A aprovação da Lei de Diretrizes Orçamentárias (LDO) pelo Congresso, na quinta-feira, 15, jogou luz sobre o modo como é feita a distribuição de dinheiro público aos partidos no País. Apesar da repercussão negativa, por ter sido discutida em meio à crise sanitária, o volume dos recursos que os parlamentares destinam às próprias siglas é, há tempos, sem precedentes quando comparada com a realidade de outras democracias.

Um estudo do Instituto de Matemática Pura e Aplicada (Impa), que reuniu dados de 35 nações entre 2012 e 2020, aponta que o Brasil é o país que mais envia dinheiro público para partidos e campanhas políticas.
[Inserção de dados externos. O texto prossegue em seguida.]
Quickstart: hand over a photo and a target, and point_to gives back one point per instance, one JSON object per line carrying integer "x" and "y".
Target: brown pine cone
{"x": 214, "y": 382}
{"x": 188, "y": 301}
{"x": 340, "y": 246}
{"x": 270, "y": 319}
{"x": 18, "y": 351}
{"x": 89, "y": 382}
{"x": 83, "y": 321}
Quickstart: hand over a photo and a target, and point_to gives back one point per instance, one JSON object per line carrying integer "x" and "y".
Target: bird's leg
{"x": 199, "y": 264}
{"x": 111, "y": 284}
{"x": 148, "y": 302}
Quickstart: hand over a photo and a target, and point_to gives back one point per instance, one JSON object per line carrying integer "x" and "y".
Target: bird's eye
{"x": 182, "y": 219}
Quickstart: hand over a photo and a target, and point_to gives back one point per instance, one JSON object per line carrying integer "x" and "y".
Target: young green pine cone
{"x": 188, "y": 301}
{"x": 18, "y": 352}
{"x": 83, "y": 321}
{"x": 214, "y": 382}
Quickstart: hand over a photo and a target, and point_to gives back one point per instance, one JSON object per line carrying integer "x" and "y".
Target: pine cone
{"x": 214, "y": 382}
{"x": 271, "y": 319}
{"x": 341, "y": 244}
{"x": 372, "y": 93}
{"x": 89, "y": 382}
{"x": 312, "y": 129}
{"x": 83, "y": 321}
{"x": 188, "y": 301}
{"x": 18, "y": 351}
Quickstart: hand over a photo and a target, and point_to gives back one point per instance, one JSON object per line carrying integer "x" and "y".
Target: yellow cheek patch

Juntas, as siglas brasileiras recebem, em média, US$ 446 milhões por ano (R$ 2,2 bilhões) dos fundos eleitoral e partidário. No ano que vem, quando serão realizadas as eleições estadual e federal, o montante será de R$ 5,7 bilhões graças à LDO.
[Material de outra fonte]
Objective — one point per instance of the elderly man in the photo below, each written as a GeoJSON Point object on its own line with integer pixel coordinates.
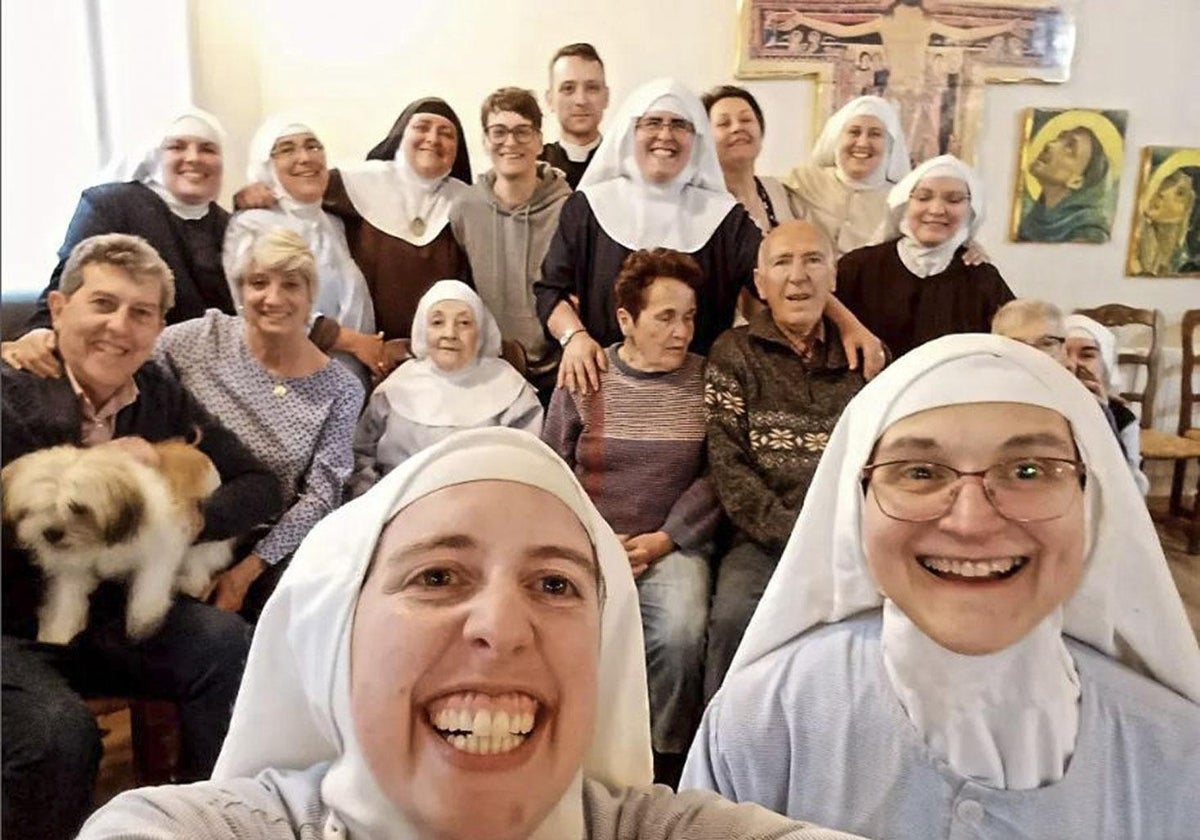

A cifra, sem descontar a inflação, representa um aumento de 185% em relação ao valor que os partidos obtiveram em 2020 para as disputas municipais, o equivalente a R$ 2 bilhões. É, também, mais que o triplo do que foi destinado às eleições de 2018, quando foi distribuído o montante de R$ 1,8 bilhão.

No ranking dos países que mais gastam com o sistema partidário, o México vem em segundo lugar, com US$ 307 milhões (R$ 1,5 bilhão) – aproximadamente quatro vezes menos do que o Brasil gastará no ano que vem somente com o fundo eleitoral. Ao excluir o primeiro colocado, a média da amostra cai para US$ 65,4 milhões (R$ 323 milhões), o equivalente a 14% do que o Estado brasileiro investe na manutenção e organização eleitoral dos partidos.

“Estamos usando recursos públicos em demasia em comparação com o resto do mundo para o dia a dia da política, em vez de estar investindo diretamente em bens públicos. A quantidade de recurso é finita, quando você usa muito para determinado fim, acaba faltando para outras coisas”, disse o autor da pesquisa, Luciano Irineu de Castro, do Impa.

Até ô mês passado, os partidos com representação no Legislativo Federal receberam R$ 489 milhões do Fundo Partidário. Donos das maiores fatias do bolo, PSL e PT, as duas siglas com maior representação na Câmara dos Deputados, receberam, respectivamente, R$ 57 milhões e R$ 48,7 milhões no primeiro semestre de 2021. Em 2022, as legendas devem ter R$ 600 milhões cada para construir suas campanhas com recursos do fundo eleitoral – mais que o dobro recebido em 2020.

O PSL estuda lançar o apresentador e jornalista José Luiz Datena como candidato à Presidência, enquanto os petistas apostam na provável candidatura do ex-presidente Luiz Inácio Lula da Silva.

Para o deputado Luciano Bivar (PE), presidente do PSL, é “razoável” o nível dos recursos repassados aos partidos quando considerada a quantidade de filiados políticos com potencial de candidatura. Em abril deste ano, cerca de 16,2 milhões de pessoas estavam com filiação ativa em alguma legenda. Na eleição municipal de 2020, no entanto, apenas 556 mil pessoas concorreram aos cargos de prefeito, vice-prefeito e vereador.